CoQ deficiency causes disruption of mitochondrial sulfide oxidation, a new pathomechanism associated with this syndrome

Abstract

Coenzyme Q (CoQ) is a key component of the mitochondrial respiratory chain, but it also has several other functions in the cellular metabolism. One of them is to function as an electron carrier in the reaction catalyzed by sulfide:quinone oxidoreductase ( SQR ), which catalyzes the first reaction in the hydrogen sulfide oxidation pathway. Therefore, SQR may be affected by CoQ deficiency. Using human skin fibroblasts and two mouse models with primary CoQ deficiency, we demonstrate that severe CoQ deficiency causes a reduction in SQR levels and activity, which leads to an alteration of mitochondrial sulfide metabolism. In cerebrum of Coq9 R239X mice, the deficit in SQR induces an increase in thiosulfate sulfurtransferase and sulfite oxidase, as well as modifications in the levels of thiols. As a result, biosynthetic pathways of glutamate, serotonin, and catecholamines were altered in the cerebrum, and the blood pressure was reduced. Therefore, this study reveals the reduction in SQR activity as one of the pathomechanisms associated with CoQ deficiency syndrome. image Disruption of the mitochondrial hydrogen sulfide oxidation pathway is identified as a new pathomechanism associated with primary CoQ deficiency. These findings may help explain the clinical heterogeneity of this syndrome.
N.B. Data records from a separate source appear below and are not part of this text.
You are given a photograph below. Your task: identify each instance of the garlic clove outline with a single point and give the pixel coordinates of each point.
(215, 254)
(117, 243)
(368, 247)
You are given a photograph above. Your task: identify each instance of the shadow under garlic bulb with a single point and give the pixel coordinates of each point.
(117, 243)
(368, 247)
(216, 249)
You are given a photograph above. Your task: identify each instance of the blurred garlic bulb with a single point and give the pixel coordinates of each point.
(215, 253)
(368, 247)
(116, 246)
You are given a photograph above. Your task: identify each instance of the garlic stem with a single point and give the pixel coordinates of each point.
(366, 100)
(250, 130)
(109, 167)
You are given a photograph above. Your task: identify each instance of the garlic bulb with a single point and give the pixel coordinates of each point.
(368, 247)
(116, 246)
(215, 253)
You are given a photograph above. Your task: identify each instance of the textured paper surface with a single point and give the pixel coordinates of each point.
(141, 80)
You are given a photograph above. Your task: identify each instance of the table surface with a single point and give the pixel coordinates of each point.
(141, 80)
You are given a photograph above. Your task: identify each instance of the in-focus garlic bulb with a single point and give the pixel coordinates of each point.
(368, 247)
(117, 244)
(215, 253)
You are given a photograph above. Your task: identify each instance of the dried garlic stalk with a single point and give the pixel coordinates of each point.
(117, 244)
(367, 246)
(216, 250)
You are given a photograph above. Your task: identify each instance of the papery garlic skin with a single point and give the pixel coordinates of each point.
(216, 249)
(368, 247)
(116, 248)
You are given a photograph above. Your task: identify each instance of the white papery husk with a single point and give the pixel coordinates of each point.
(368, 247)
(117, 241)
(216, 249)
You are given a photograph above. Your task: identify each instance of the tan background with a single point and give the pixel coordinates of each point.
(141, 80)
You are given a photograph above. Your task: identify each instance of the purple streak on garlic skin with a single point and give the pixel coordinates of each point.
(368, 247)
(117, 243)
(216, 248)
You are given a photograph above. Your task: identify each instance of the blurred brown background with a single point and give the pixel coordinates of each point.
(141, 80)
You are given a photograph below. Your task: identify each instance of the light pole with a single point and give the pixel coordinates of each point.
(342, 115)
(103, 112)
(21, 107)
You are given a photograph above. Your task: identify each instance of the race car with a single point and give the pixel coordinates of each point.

For the first time, disruption of mitochondrial sulfide metabolism is found to be associated with primary CoQ deficiency. Sulfide:quinone oxidoreductase ( SQR ) deficiency was related to residual CoQ levels and, as a consequence, thiosulfate sulfurtransferase ( TST ) activity was increased and the levels of thiols were modified. Due to the accumulation of hydrogen sulfide, the levels of certain neurotransmitters in the cerebrum of Coq9R239X mice were altered and the blood pressure was reduced.